2017-07-20 / Front Page

Newport to Upgrade Surveillance Cameras

By Olga Enger

The Newport City Council approved a major upgrade to the city’s video surveillance system that will assist the Newport Police Department in monitoring activities inside the station and in the busiest areas of the city. At the July 12 council meeting, city council unanimously approved two resolutions to upgrade cameras and the police department’s video system for a total cost of $368,000.

Newport has cameras at 11 locations today, but only one is operable, which is located near the Newport Police station. That camera has the potential to reach City Hall to the south and Dunkin’ Donuts to the north. As part of the approved project, ATG Group of Providence will install 25 cameras throughout the city, including the replacement of the existing 11 cameras. ATG will be paid $236,000 for the camera installation, and Toner Electric of Middletown will install electrical connections for a cost of $6,490.

When the existing cameras were installed in 2004, the city did not have fiber optic technology available, which will be utilized in the new system to transmit the signal to City Hall for storage and the police department for monitoring.

“Who will be monitoring what we see on these screens from the cameras?” asked Councilor Kathryn Leonard at the meeting.

Police Chief Gary Silva told council the police department would be responsible for monitoring all footage from the cameras, which will be conducted by the officer assigned to the desk.

“It will be centrally located. It will be manned 24 hours a day,” Silva said.

Councilor Bova asked how long the files will be stored.

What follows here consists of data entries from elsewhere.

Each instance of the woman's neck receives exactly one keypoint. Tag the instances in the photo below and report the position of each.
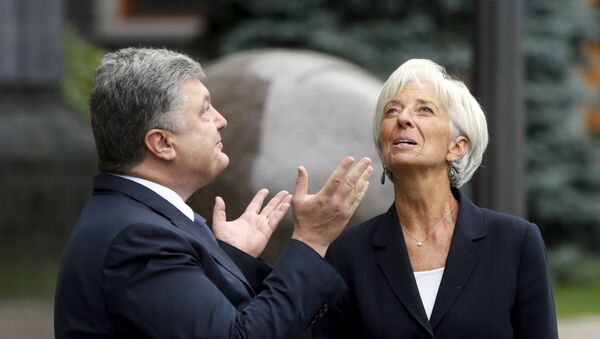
(423, 203)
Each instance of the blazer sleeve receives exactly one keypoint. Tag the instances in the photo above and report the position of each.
(534, 313)
(155, 287)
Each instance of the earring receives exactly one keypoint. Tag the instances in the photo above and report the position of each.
(452, 173)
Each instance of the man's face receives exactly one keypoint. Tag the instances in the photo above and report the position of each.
(198, 145)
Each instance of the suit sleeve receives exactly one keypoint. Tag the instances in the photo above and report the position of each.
(155, 287)
(534, 313)
(341, 320)
(255, 270)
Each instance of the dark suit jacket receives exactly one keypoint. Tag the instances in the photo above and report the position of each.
(495, 284)
(136, 267)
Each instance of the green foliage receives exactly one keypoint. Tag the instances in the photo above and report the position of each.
(80, 59)
(563, 187)
(563, 184)
(577, 300)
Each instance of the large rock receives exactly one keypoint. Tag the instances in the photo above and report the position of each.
(287, 108)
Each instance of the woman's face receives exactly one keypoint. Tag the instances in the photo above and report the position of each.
(415, 130)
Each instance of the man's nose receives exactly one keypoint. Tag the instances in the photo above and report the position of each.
(219, 120)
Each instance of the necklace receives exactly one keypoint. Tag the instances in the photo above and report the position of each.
(420, 242)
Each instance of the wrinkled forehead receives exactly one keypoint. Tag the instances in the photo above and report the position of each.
(419, 90)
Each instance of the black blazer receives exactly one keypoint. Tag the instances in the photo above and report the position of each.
(495, 284)
(136, 267)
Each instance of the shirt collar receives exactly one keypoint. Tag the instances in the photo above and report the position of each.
(165, 192)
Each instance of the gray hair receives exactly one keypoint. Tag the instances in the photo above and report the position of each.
(135, 90)
(466, 116)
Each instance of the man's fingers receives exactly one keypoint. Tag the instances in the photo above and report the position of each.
(359, 197)
(278, 213)
(256, 203)
(274, 203)
(219, 215)
(337, 176)
(355, 177)
(301, 182)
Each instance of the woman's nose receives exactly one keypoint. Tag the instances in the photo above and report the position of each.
(405, 118)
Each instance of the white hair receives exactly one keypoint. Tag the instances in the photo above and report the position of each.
(466, 116)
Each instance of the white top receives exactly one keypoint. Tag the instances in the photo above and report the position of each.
(428, 283)
(165, 192)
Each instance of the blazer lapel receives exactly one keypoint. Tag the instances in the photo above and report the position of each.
(395, 264)
(146, 196)
(462, 258)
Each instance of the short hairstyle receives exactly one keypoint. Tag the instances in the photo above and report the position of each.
(466, 116)
(135, 90)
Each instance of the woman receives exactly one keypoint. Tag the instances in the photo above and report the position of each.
(435, 265)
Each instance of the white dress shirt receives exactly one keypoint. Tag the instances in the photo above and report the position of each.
(165, 192)
(428, 283)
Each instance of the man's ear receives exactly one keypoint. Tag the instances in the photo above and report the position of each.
(159, 143)
(458, 147)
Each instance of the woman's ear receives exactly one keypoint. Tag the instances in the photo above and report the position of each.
(458, 147)
(159, 143)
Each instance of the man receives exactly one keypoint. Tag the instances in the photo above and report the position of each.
(141, 264)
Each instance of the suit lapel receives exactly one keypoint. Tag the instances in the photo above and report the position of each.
(462, 258)
(144, 195)
(394, 262)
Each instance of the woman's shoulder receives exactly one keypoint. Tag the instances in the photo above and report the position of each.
(508, 225)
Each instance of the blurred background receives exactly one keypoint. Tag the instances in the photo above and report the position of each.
(297, 81)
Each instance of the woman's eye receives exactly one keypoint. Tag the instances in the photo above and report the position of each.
(426, 109)
(391, 110)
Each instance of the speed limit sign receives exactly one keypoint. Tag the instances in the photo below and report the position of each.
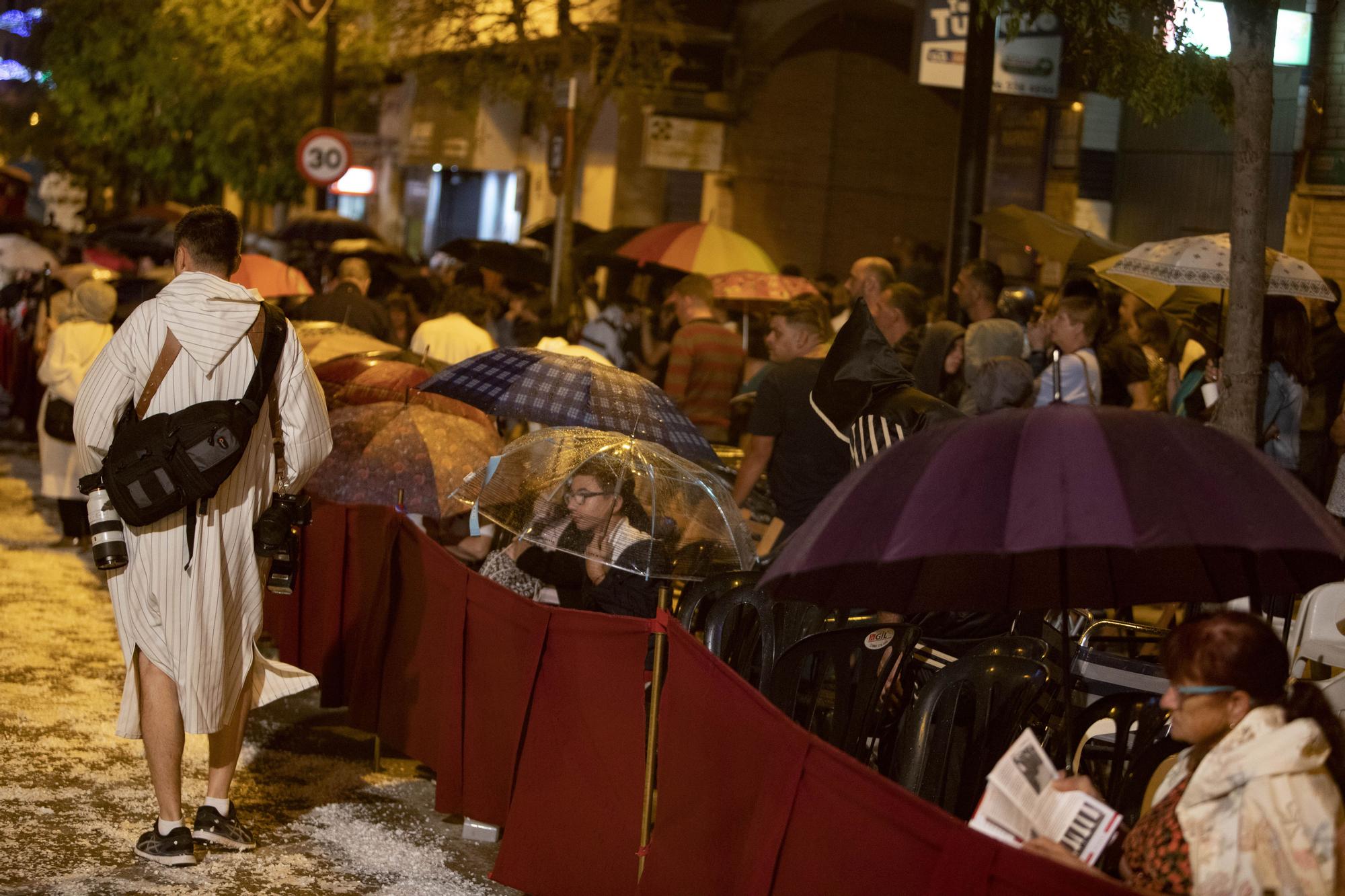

“The equipment is on site,” responded James O'Halloran, the city’s technology director. “It will be stored for 30 days and then it will be automatically deleted.”

The police department said the cameras both deter criminals from committing a crime and allow officers to investigate crimes efficiently. The result will be a safer community and a better quality of life for residents, police claim.

“The cameras will assist dispatchers and provide the ability to give officers in the field real-time information on calls for service and allow an accurate description of suspects to be broadcast to officers, thereby resulting in an increase in the solvability of crimes,” reads the resolution.

As a separate resolution, council approved a $125,000 contract with ATG to update the existing analog CCTV system at the police department to a digital video system. The current system is 20 years old and is outdated and inadequate, claim officials.

“Video capability within the police station is vital in order to monitor members of the public or property placed within the care, custody or control of the police department,” reads the resolution. “Additionally, two interview rooms with stand-alone audio/video capabilities in the detective division of the Newport police station are necessary to meet the state requirements for capital offense interviews.”

Three companies responded to the request for proposals, and the ATG bid was midpoint. Councilor Leonard asked why the city did not select the lowest bid of $72,000 from Dane Tech Inc. of Cranston.

“The quality of the product. It’s Chinese-made and has a poor reputation,” O'Halloran said.

Councilor Jeanne Marie Napolitano acknowledged the police department for putting the proposals together.

“This has been 20 years in the making,” Napolitano said. “I want to commend the police department for putting this in. It’s important for the safety of the residents. It’s something that has come up time and time and time again.”